Data Mining, Hypertext Structure, Link Analysis, Search Engines, Semantic Web

Most text analysis is designed to deal with the concept of a ``document``, namely a cohesive presentation of thought on a unifying subject. By contrast, individual nodes on the World Wide Web tend to have a much smaller granularity than text documents. We claim that the notions of ``document`` and ``web node`` are not synonomous, and that authors often tend to deploy documents as collections of URLs, which we call ``compound documents``. In this paper we present new techniques for identifying and working with such compound documents, and the results of some large-scale studies on such web documents. The primary motivation for this work stems from the fact that information retrieval techniques are better suited to working on documents than individual hypertext nodes.

13 Providing Support for Browsing Intricately Interconnected Paths Pratik Dave, Unmil P. Karadkar, Richard Furuta, Luis Francisco-Revilla, Frank Shipman, Suvendu Dash

Navigation, Path-centric browsing, Navigation metaphors, Directed paths, Walden's Paths, Path Engine.

Paths have long been recognized as an effective medium for communicating knowledge. They have been included within hypermedia systems as supporting tools to organize and present information. Graph-centric or Node-centric browsing are the two commonly identified hypertext-browsing paradigms. We believe that Path-centric browsing, the browsing behavior exhibited by path interfaces, is an independent browsing paradigm that combines useful aspects of the two commonly supported cases. The Walden's Paths project supports Path-centric traversal over Web-based materials. This paper expands the notion of our paths to include more generalized structures and interconnections across paths. We present an architecture for describing complex networks of such paths. We discuss the design and present a prototype implementation of the Path Engine, a tool that provides a linear interface to intricately interconnected paths.
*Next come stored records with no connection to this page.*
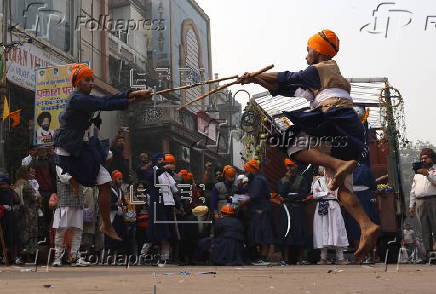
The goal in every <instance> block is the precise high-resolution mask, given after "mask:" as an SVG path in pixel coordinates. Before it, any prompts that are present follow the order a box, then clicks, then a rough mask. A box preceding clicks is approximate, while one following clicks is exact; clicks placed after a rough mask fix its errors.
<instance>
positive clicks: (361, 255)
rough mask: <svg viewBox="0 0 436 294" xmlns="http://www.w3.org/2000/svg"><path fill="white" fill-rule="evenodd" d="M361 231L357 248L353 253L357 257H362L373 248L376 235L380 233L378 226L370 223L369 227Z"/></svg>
mask: <svg viewBox="0 0 436 294" xmlns="http://www.w3.org/2000/svg"><path fill="white" fill-rule="evenodd" d="M361 231H362V234H361V235H360V242H359V248H358V249H357V250H356V252H355V253H354V255H355V256H358V257H364V256H365V255H366V254H368V252H370V250H372V249H373V248H374V247H375V245H376V242H377V237H378V234H379V233H380V226H378V225H376V224H374V223H371V225H370V226H368V227H367V228H366V229H362V230H361Z"/></svg>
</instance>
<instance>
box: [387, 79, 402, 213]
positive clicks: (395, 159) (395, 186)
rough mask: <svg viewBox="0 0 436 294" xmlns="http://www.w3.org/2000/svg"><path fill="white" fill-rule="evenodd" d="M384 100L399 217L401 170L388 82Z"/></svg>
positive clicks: (401, 212) (390, 152)
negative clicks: (391, 106)
mask: <svg viewBox="0 0 436 294" xmlns="http://www.w3.org/2000/svg"><path fill="white" fill-rule="evenodd" d="M384 92H385V93H384V94H385V100H386V103H387V107H386V116H387V117H386V118H387V120H388V126H387V127H388V129H387V132H388V144H389V150H390V152H389V161H388V165H389V169H388V170H389V178H390V180H391V182H392V184H393V186H394V190H395V193H396V194H397V199H396V201H397V203H398V202H399V207H400V218H399V220H401V216H402V215H403V214H404V213H405V209H404V208H405V203H404V194H403V188H402V181H401V171H400V152H399V143H398V136H397V127H396V124H395V120H394V113H393V109H392V107H391V106H392V99H391V92H390V89H389V86H388V84H387V83H386V87H385V90H384Z"/></svg>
14 Publishing Evolving Metadocuments on the Web Andruid Kerne, Madhur Khandelwal, Vikram Sundaram

Short paper:

Metadocuments are documents that consist primarily of references to other documents. Our active browsing web visualization tool generates an evolving series of navigable metadocument snapshots over time. It conducts expression-directed automatic retrieval of information from the web. The granularity of browsing is shifted from documents to the finer grained information elements, which are metadocument constituents. While the user can engage in direct manipulation expressions of interest and design, the program performs procedural visual composition of the information elements to form spatial hypertext. As prior versions of the tool lacked the save/load capability, they were entirely process-oriented. The metadocuments existed only as transient states. This paper is an early report on our new metadocument authoring and publishing capability, and some of its potential uses. Saved metadocuments can be published on the web. Once published, they can serve both as static navigable metadocuments, and as the jumping off point for further evolutionary browsing of the information space represented by the collected elements.
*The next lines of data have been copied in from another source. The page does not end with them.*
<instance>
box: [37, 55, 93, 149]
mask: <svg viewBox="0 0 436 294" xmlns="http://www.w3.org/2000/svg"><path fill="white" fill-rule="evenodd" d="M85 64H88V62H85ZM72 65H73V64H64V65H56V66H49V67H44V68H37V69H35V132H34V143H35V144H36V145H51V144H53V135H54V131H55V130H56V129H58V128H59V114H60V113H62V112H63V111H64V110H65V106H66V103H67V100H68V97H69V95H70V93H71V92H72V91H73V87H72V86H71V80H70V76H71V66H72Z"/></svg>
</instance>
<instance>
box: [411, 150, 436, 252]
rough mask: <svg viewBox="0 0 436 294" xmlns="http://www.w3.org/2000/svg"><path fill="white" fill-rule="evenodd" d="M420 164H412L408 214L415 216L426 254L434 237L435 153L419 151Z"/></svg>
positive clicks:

15 Multi-Layered Cross-Media Linking Beat Signer, Moira C. Norrie

Short paper: Linking, Navigation

The integration of printed paper and digital information enables new forms of enhanced reading. We present digitally augmented paper as a specific application of our more general Integration Server (iServer) architecture for cross-media information management. Multi-layered linking is introduced as a way to manage the granularity of link anchors and an application making active use of multi-layered links is presented. Furthermore, we point out how the concept of supporting multiple layers in link management can be applied to other media such as, for example, XHTML in combination with the XML Linking Language (XLink).